RFR (S) 8019968: Reference CAS induces GC store barrier even on failure

Vladimir Kozlov vladimir.kozlov at oracle.com
Tue Aug 11 15:58:31 UTC 2015


Thank you for doing additional experiments, Aleksey, and explanation.
Now I agree with your changes. Reviewed.

Thanks,
Vladimir

On 8/11/15 2:22 AM, Aleksey Shipilev wrote:
> Hi Vladimir,
>
> My previous disassembly demonstrated the code generated for CAS
> spinloop. There, it's easy to confuse the "second" branch with a proper
> backbranch in the loop. Here is the disassembly for the "one-off"
> failing CAS with patched VM:
>
>                    │   0x00007fa3acba446c: lock cmpxchg %r11d,(%r10)
>   46.63%   83.18%  │   0x00007fa3acba4471: sete   %r8b
>    0.03%           │   0x00007fa3acba4475: movzbl %r8b,%r8d
>    2.23%           │   0x00007fa3acba4479: test   %r8d,%r8d <- removable?
>                    │╭  0x00007fa3acba447c: je     0x00007fa3acba4490
>                    ││  0x00007fa3acba447e: shr    $0x9,%r10
>                    ││  0x00007fa3acba4482: movabs $0x7fa3a0dbf000,%r11
>                    ││  0x00007fa3acba448c: mov    %r12b,(%r11,%r10,1)
>    0.93%           │↘  0x00007fa3acba4490: mov    %r8d,%eax
>    0.04%           │   0x00007fa3acba4493: add    $0x20,%rsp
>    1.05%           │   0x00007fa3acba4497: pop    %rbp
>    0.98%           │   0x00007fa3acba4498: test   %eax,0x11af2b62(%rip)
>>                    │   0x00007fa3acba449e: retq
>
> ...compare this to baseline VM that does an unconditional barrier:
>
>    2.31%    3.64%  │  0x00007fcf595fd4f9: lock cmpxchg %r10d,(%r11)

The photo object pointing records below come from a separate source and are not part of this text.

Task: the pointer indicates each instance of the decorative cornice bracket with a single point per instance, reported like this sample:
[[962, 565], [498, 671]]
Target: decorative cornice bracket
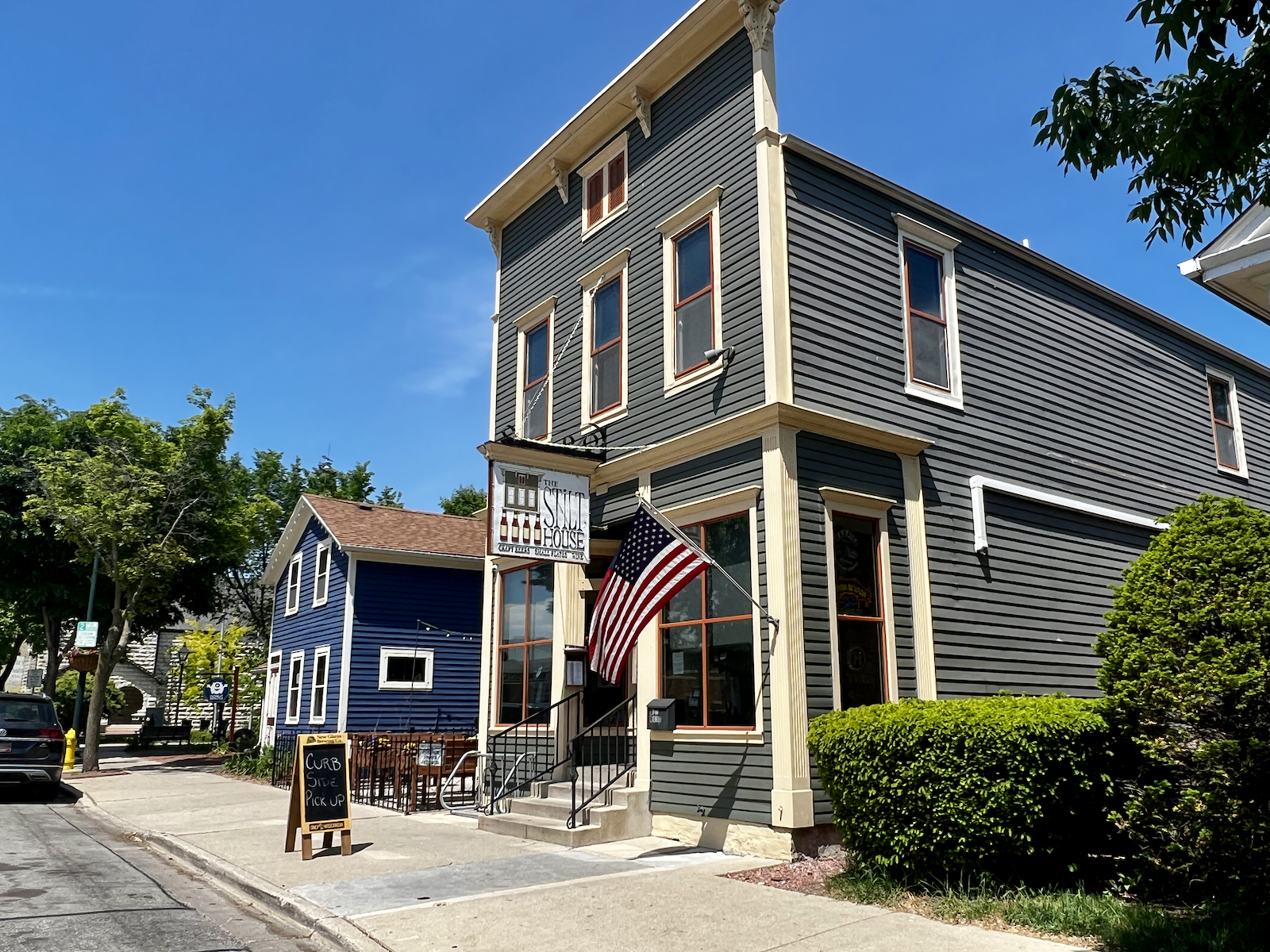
[[643, 102], [562, 175], [760, 18]]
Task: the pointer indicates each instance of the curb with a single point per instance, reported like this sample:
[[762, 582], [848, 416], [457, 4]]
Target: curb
[[251, 886]]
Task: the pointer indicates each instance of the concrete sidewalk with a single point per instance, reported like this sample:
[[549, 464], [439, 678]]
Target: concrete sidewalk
[[433, 881]]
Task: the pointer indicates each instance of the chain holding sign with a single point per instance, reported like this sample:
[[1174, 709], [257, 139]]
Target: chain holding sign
[[540, 514], [319, 793]]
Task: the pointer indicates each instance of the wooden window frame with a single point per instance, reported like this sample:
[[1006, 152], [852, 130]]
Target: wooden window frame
[[296, 566], [315, 715], [319, 575], [296, 683], [499, 645], [708, 729], [861, 505], [924, 238], [1210, 374], [601, 167], [389, 651]]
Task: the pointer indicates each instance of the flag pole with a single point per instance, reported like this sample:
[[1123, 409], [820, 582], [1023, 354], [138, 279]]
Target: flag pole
[[664, 520]]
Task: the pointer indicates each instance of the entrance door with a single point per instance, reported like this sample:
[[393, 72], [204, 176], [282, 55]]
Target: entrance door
[[270, 706]]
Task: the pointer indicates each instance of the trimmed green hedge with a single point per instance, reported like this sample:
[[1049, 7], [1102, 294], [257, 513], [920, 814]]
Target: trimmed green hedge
[[1015, 787]]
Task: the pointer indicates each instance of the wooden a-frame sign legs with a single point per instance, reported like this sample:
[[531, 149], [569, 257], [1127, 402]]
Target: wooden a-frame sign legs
[[319, 795]]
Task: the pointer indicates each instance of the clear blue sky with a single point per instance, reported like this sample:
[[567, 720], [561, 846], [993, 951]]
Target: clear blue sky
[[266, 198]]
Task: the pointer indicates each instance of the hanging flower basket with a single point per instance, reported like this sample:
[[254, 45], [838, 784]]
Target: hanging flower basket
[[83, 660]]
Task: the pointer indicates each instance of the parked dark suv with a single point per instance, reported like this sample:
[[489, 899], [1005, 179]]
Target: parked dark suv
[[32, 743]]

>   43.22%   78.37%  │  0x00007fcf595fd4fe: sete   %r8b
>    0.04%           │  0x00007fcf595fd502: movzbl %r8b,%r8d
>    2.20%           │  0x00007fcf595fd506: mov    %r11,%r10
>                    │  0x00007fcf595fd509: shr    $0x9,%r10
>                    │  0x00007fcf595fd50d: movabs $0x7fcf4dd0c000,%r11
>                    │  0x00007fcf595fd517: mov    %r12b,(%r11,%r10,1)

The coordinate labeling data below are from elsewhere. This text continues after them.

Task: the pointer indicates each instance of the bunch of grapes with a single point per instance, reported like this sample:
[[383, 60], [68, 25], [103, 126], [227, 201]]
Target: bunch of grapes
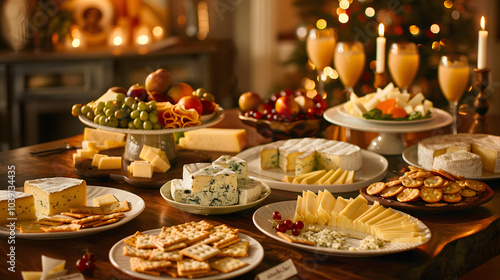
[[285, 225], [123, 112]]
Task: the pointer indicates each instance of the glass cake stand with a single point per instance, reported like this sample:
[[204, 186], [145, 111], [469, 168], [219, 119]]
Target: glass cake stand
[[387, 142], [160, 138]]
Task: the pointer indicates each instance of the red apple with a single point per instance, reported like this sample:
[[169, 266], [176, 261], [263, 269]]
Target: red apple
[[179, 90], [159, 80], [138, 91], [192, 102], [158, 96], [286, 105], [304, 103], [248, 101]]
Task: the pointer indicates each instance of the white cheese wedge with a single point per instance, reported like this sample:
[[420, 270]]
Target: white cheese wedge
[[23, 210], [57, 194]]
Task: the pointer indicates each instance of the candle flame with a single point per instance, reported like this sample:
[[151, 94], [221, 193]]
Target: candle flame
[[381, 30]]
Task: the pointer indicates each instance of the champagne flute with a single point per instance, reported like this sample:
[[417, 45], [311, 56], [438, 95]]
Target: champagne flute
[[320, 45], [403, 63], [349, 61], [453, 76]]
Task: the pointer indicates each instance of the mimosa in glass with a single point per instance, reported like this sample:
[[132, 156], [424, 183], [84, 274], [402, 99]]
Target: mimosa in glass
[[320, 46], [453, 76], [349, 61], [403, 63]]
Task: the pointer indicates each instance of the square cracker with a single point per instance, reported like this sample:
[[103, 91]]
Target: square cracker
[[200, 251], [228, 264]]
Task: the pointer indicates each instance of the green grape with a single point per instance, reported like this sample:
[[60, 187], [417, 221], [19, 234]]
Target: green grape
[[123, 123], [138, 123], [135, 114], [144, 116], [120, 114], [147, 125], [120, 97], [109, 104], [153, 118], [142, 106], [156, 126], [76, 110], [112, 122], [100, 105], [85, 109]]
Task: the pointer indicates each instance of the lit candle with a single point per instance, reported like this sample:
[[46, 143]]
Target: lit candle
[[380, 65], [482, 46]]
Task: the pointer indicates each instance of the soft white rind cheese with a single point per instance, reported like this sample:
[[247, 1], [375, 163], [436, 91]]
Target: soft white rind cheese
[[460, 163]]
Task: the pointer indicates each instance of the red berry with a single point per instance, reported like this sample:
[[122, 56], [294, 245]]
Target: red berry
[[276, 215], [299, 224], [288, 224], [281, 228]]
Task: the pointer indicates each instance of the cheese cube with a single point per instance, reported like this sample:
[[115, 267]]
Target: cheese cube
[[24, 206], [141, 169], [214, 139], [239, 166], [110, 163], [57, 194], [97, 158], [104, 200]]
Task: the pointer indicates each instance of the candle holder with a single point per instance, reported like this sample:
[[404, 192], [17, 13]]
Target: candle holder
[[481, 104], [380, 80]]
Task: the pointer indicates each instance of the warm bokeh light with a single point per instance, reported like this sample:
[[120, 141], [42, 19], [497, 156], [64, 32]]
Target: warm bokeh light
[[370, 12], [343, 18], [321, 23]]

>    2.20%           │  0x00007fcf595fd51b: mov    %r8d,%eax
>                    │  0x00007fcf595fd51e: add    $0x20,%rsp
>                    │  0x00007fcf595fd522: pop    %rbp
>    1.82%           │  0x00007fcf595fd523: test   %eax,0x12383ad7(%rip)

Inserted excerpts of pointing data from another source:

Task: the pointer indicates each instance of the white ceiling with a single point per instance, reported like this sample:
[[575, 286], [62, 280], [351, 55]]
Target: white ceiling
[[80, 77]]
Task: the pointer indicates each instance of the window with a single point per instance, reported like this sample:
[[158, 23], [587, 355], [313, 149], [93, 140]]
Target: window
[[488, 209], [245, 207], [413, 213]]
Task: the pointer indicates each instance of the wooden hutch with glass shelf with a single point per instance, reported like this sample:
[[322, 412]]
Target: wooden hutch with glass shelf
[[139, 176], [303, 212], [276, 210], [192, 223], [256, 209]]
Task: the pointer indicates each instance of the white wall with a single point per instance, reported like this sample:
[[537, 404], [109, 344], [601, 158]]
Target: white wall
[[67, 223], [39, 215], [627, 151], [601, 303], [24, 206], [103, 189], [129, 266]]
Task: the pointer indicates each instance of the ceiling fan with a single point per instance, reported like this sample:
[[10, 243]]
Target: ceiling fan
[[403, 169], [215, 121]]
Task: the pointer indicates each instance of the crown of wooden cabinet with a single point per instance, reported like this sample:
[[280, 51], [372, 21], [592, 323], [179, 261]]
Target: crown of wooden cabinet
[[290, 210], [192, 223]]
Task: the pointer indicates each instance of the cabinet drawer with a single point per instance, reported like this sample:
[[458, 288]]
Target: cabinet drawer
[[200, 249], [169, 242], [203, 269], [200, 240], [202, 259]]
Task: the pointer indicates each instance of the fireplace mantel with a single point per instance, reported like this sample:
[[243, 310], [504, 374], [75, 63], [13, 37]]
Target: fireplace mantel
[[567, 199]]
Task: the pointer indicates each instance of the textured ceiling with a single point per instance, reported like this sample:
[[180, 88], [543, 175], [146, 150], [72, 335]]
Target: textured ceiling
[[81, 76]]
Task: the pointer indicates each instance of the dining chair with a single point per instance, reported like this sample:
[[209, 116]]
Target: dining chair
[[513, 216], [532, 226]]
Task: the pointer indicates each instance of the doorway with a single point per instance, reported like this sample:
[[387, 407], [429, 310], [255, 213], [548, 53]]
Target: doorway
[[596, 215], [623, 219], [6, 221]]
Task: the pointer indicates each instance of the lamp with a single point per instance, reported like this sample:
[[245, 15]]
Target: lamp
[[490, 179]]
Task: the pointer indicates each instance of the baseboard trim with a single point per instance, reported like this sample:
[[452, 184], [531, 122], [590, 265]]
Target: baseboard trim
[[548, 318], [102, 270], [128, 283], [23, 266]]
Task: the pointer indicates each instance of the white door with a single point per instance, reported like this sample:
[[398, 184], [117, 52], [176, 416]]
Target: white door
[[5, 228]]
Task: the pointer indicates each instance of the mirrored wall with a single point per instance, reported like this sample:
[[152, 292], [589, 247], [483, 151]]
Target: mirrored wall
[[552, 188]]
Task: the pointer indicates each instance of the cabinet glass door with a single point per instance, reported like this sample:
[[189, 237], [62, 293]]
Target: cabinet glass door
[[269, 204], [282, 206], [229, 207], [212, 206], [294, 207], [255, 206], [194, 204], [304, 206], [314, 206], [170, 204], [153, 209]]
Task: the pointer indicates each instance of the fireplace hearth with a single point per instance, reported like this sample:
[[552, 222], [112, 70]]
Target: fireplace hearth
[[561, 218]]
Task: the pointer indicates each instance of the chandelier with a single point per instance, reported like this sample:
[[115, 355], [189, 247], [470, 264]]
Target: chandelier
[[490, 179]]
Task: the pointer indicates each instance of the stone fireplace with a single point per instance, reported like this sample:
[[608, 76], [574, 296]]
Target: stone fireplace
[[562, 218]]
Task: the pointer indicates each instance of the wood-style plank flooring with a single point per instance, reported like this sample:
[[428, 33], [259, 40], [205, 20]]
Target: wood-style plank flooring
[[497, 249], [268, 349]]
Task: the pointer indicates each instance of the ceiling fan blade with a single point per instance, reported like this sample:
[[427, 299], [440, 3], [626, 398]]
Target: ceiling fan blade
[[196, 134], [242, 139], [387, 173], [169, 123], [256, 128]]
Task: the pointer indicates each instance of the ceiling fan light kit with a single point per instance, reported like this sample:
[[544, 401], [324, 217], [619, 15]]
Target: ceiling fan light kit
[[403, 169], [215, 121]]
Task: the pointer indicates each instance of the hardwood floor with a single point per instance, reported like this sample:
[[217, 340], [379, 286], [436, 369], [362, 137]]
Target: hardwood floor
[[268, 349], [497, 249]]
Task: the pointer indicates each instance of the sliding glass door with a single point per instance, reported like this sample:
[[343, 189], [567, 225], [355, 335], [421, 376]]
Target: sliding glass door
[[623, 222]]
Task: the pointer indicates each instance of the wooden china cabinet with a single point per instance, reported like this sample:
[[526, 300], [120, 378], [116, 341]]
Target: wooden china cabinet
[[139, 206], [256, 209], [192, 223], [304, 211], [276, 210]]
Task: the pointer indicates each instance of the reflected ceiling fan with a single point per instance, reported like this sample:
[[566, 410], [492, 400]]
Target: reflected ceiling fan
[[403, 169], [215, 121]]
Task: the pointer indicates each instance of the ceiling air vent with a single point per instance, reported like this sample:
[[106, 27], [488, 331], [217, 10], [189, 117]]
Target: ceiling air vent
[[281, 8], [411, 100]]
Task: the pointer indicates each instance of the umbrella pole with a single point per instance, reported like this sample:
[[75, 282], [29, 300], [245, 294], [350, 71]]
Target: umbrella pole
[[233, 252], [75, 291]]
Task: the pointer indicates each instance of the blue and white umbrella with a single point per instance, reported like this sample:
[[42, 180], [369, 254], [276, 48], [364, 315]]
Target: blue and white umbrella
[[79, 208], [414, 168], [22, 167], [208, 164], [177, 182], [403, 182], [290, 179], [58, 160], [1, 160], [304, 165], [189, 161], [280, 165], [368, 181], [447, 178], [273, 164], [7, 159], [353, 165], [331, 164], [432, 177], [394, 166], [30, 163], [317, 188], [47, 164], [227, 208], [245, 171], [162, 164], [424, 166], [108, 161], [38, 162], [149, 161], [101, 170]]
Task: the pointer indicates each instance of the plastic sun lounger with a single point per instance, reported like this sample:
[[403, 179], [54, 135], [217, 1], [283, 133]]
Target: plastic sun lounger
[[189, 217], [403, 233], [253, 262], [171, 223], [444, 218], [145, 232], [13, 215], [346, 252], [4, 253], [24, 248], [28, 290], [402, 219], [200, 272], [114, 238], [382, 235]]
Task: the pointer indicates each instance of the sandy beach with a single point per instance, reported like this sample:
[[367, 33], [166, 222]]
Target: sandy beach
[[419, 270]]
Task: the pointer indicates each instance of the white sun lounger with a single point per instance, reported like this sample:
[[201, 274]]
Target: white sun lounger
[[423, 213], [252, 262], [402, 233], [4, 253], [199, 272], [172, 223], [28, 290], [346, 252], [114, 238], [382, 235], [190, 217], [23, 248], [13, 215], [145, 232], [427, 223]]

>>                    │  0x00007fcf595fd529: retq
>
> Well, yeah, I can see that test at 0x00007fa3acba4479 is avoidable,
> since cmpxchg already sets the flag. But, I doubt it actually matters,
> since:
>   a) test-je are routinely macrofused into single uop on modern x86;
>   b) the flag is materialized in register anyway for method return;
>   c) as you predicted, my quick exploration blows up considerably;
>
> Notably, handling native oops require missing StoreNConditionalNode,
> which spreads all the way to AD and various places in compiler that
> match StorePConditionalNode. Also, my naive attempts of using Ideal to
> pick up StoreNConditional result and produce 0/1 yields full branches,
> not the "sete" that is coming from CompareAndSwapP AD encoding -- with
> terrible performance results.
>
> With that, I think we should play it safe, and push the existing
> obviously correct version that improves performance a lot, instead of
> blowing up the complexity for purely theoretical improvement.
>
> Thanks,
> -Aleksey
>
> On 08/11/2015 05:21 AM, Vladimir Kozlov wrote:
>> My bad, I forgot that CompareAndSwapP assembler code produces Boolean
>> value in register. I mistook it for StorePConditional which produces flag.
>>
>> But I think you can get better code since you want to generate test and
>> main point of having specialized CompareAndSwapP is to avoid test
>> instruction.
>>
>> If we use StorePConditional instead of CompareAndSwapP we may remove
>> second branch:
>>
>>>                     │││  0x00007fa06809cdd1: test   %r11d,%r11d
>>>                          ; CAS fail, jump to respin
>>>                     │ ╰  0x00007fe618af412b: jeq   0x00007fe618af4082
>>>                          ; CAS success, jump to store barrier
>>>                          <UNCONDITIONAL STORE BARRIER HERE>
>>
>> But C2 changes will be much larger. We would need new Ideal::if_then()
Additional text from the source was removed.